Julian Smith’s – 25 Things I Hate About Facebook


Just in case you are still wondering whether you should check out this whole “Social Networking Thing” – too late. It’s way tired. The tides are tiring of Facebook. MySpace has been declared dead. We are now halfway through the Web 2.5 paradigm; there are already so many books at Amazon.com about how to conduct oneself properly on Twitter that they outnumber books on Rocket Science.

In the meantime this whole Creative Commons Lawrence Lessig talked about seems to be finally taking hold. Exhibit A – the meteoric rise in popularity of Flickr.com that arguably saw a spike in numbers due to the fact that bloggers love auto-searching its commercially reuseable photostreams to spice up their otherwise banal output. How about podcasters who don’t make music and who don’t to pay for music? Podsafe sites are sprouting up everywhere – and they work – exposing hundreds if not thousands of indie artists to new audiences. Give it away now, indeed.

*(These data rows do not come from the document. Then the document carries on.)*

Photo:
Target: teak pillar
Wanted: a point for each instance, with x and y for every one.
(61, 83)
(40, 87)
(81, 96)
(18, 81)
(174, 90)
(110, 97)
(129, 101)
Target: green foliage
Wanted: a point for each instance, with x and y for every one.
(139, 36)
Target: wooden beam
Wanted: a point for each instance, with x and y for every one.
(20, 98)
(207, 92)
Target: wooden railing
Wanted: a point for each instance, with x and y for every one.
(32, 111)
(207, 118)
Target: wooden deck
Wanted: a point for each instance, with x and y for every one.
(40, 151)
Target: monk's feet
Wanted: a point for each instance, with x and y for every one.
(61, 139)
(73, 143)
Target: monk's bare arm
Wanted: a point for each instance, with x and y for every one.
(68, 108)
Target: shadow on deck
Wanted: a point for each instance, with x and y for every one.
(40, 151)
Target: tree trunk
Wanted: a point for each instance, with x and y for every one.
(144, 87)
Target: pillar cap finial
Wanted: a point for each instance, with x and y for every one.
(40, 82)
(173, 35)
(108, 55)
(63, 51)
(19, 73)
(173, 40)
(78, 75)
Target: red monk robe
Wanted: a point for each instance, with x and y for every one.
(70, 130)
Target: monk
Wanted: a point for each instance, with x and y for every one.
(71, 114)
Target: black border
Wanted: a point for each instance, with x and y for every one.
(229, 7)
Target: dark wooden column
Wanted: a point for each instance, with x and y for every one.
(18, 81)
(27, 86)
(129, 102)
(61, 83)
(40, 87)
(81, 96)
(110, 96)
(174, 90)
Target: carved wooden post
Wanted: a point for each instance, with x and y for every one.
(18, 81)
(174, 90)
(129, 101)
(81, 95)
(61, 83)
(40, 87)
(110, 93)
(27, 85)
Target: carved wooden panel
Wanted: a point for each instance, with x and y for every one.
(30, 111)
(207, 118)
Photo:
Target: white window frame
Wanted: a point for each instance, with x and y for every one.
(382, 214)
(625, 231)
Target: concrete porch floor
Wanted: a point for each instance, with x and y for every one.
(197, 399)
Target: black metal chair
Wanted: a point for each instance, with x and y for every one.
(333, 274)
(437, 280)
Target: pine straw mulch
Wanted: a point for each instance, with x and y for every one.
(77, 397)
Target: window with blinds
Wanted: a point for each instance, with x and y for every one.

Web 1.0 was non-invasive, 1.5 was push, 2.0 – the Superpoke era – totally invasive, 2.5 is condensed and does away with the extra unneeded bells and whistles (be it complex licensing, “Flare” or Superpokes” – which may leave Twitter back at the 2.0 stage) – will 3.0 be customized to you – leaving behind all the trolling through huge atriums of people and their drama and restoring some personal quiet time back to you so you can carry on with… whatever it was you were doing before Status Updates disrupted your life?  Well, there is at least A generation that doesn’t remember a time without status updates so this point may be moot. 

3.0 will likely understand “you” much more succinctly and endeavor to cater to your needs with micro-precision.  It will comprise the evolution of the Tastemaker age.  You will type “dinner and a movie” into your search line and it will play concierge to your tastes and preferences – serving up not only menus and addresses and reservations for the restaurants that you love, but potential dates and friends available and compatible to accompany you there.

Marshall McLuhan said “you become what you observe” – and I fear that the more we are catered to, the less we are exposed to unforeseen variables, the more homogeneous and narrow our tastes will become.  Nonetheless, I will be happy to do without the time sink of being tossed around in the choppy waves of the collective id-sourced drama.  Sure you can tell me it’s my choice, that I can just turn it off and do something else, but I have ideas and works to promote and the old way of doing things holds no water.  I mean – post flyers up? Take an ad out in the Weekly?

How do you think Web 3.0 will operate?